When approved in 1992, state law directed the Georgia Lottery to set aside as close as possible to 35% of its proceeds to fund the scholarship, but often the games only send about 25% of their revenue on to state education programs.
Still, the state has more than $1 billion in lottery reserves in case it needs more money for HOPE and pre-kindergarten programs, so Stephens’ measure would provide only a minor addition to the program’s funds.
According to the legislation, sports betting companies would pay a 14% tax on their income, with all the revenue going to the HOPE scholarship.

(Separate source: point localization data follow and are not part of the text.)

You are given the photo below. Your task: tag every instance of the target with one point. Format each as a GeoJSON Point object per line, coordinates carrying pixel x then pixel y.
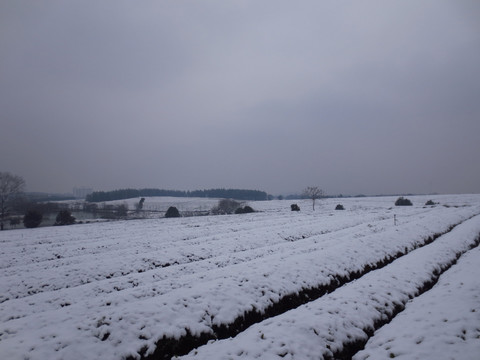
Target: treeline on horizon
{"type": "Point", "coordinates": [237, 194]}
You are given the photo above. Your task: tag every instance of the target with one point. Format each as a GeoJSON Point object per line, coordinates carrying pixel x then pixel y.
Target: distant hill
{"type": "Point", "coordinates": [238, 194]}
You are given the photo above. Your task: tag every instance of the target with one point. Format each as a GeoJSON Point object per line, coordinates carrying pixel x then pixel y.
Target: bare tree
{"type": "Point", "coordinates": [10, 185]}
{"type": "Point", "coordinates": [314, 193]}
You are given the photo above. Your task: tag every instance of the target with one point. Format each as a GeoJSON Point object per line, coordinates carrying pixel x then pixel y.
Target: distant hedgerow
{"type": "Point", "coordinates": [64, 217]}
{"type": "Point", "coordinates": [172, 211]}
{"type": "Point", "coordinates": [245, 210]}
{"type": "Point", "coordinates": [32, 219]}
{"type": "Point", "coordinates": [401, 201]}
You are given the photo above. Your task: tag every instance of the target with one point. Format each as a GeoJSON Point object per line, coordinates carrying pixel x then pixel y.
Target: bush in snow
{"type": "Point", "coordinates": [32, 219]}
{"type": "Point", "coordinates": [401, 201]}
{"type": "Point", "coordinates": [225, 206]}
{"type": "Point", "coordinates": [172, 212]}
{"type": "Point", "coordinates": [64, 217]}
{"type": "Point", "coordinates": [245, 210]}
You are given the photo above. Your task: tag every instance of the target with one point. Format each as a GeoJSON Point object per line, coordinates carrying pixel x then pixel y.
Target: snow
{"type": "Point", "coordinates": [113, 290]}
{"type": "Point", "coordinates": [433, 329]}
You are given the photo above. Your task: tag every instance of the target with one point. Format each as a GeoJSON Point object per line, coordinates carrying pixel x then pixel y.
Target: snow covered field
{"type": "Point", "coordinates": [297, 285]}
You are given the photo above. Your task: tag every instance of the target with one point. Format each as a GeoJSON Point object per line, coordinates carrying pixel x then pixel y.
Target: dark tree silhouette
{"type": "Point", "coordinates": [172, 211]}
{"type": "Point", "coordinates": [32, 219]}
{"type": "Point", "coordinates": [10, 186]}
{"type": "Point", "coordinates": [314, 193]}
{"type": "Point", "coordinates": [64, 217]}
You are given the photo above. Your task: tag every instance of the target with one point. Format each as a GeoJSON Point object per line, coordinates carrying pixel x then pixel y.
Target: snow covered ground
{"type": "Point", "coordinates": [137, 288]}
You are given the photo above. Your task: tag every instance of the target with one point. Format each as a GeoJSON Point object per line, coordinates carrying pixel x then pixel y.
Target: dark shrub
{"type": "Point", "coordinates": [14, 221]}
{"type": "Point", "coordinates": [245, 210]}
{"type": "Point", "coordinates": [32, 219]}
{"type": "Point", "coordinates": [172, 212]}
{"type": "Point", "coordinates": [64, 217]}
{"type": "Point", "coordinates": [225, 206]}
{"type": "Point", "coordinates": [401, 201]}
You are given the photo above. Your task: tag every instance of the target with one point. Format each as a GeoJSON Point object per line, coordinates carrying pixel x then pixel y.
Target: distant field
{"type": "Point", "coordinates": [273, 284]}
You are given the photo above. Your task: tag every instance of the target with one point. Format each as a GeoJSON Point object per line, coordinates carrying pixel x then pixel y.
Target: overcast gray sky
{"type": "Point", "coordinates": [369, 97]}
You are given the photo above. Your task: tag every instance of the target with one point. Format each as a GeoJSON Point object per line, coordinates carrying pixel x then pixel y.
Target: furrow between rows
{"type": "Point", "coordinates": [168, 347]}
{"type": "Point", "coordinates": [339, 324]}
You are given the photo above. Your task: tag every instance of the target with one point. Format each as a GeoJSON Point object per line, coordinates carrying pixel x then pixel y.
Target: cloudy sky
{"type": "Point", "coordinates": [370, 97]}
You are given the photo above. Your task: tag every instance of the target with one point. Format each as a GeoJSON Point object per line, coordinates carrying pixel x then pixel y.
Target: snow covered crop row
{"type": "Point", "coordinates": [158, 287]}
{"type": "Point", "coordinates": [323, 329]}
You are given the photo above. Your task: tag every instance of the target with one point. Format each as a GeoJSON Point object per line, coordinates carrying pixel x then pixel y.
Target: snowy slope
{"type": "Point", "coordinates": [113, 290]}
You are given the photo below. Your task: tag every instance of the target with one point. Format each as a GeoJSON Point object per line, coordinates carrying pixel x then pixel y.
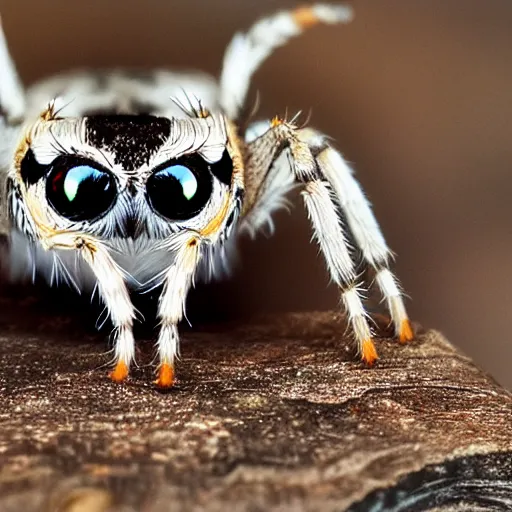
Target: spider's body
{"type": "Point", "coordinates": [107, 182]}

Players would have to be over 21 to bet, be in Georgia to place a wager and could only bet on professional sporting events. Wagering on college games would not be allowed.
For years, gambling supporters have pushed the Legislature to expand the industry to allow casinos or horse racing. But a 2019 U.S. Supreme Court ruling opened an opportunity for states to legalize sports betting. About 20 states either have or are in the process of establishing legal sports betting.
Rep. Randy Nix, a LaGrange Republican, pastor and member of the committee, said he opposes gambling and views sports betting as a “slippery slope.”
“If this was going to be the end, it might be OK, but this is just starting us toward casinos and a lot of other things,” he said.
Stephens has also filed legislation that would put a question on an upcoming ballot asking Georgia voters to support allowing casinos in the state.
After years of failed attempts to expand legal gambling through a constitutional amendment, which would require two-thirds support in each chamber of the Legislature and a majority of Georgia voters, Stephens said sports betting could be legalized through legislation that only needs the backing of a majority of lawmakers.
HB 86 is backed by the Georgia Professional Sports Integrity Alliance, a coalition of four professional franchises — the Atlanta Braves, Atlanta Falcons, Atlanta Hawks and Atlanta United.
And powerful Republicans, including House Speaker David Ralston and Lt. Gov. Geoff Duncan, have signaled some support for sports betting legislation.
During the Tuesday meeting some members expressed concerns about the addictive qualities of gambling and urged stronger safeguards be put in place.
“I feel like we really need to have something in place for people that get caught up into this trap, because people are really going broke,” said state Rep. Miriam Paris, D-Macon, who voted for the bill. “Every time I see that (prize) number on billboards, I know that poor people make that number happen.”
The legislation as drafted directs sports facilities to post signs with a support hotline telephone number for people who struggle with gambling addictions. Stephens said the lottery also spends about $400,000 a year for addiction programs.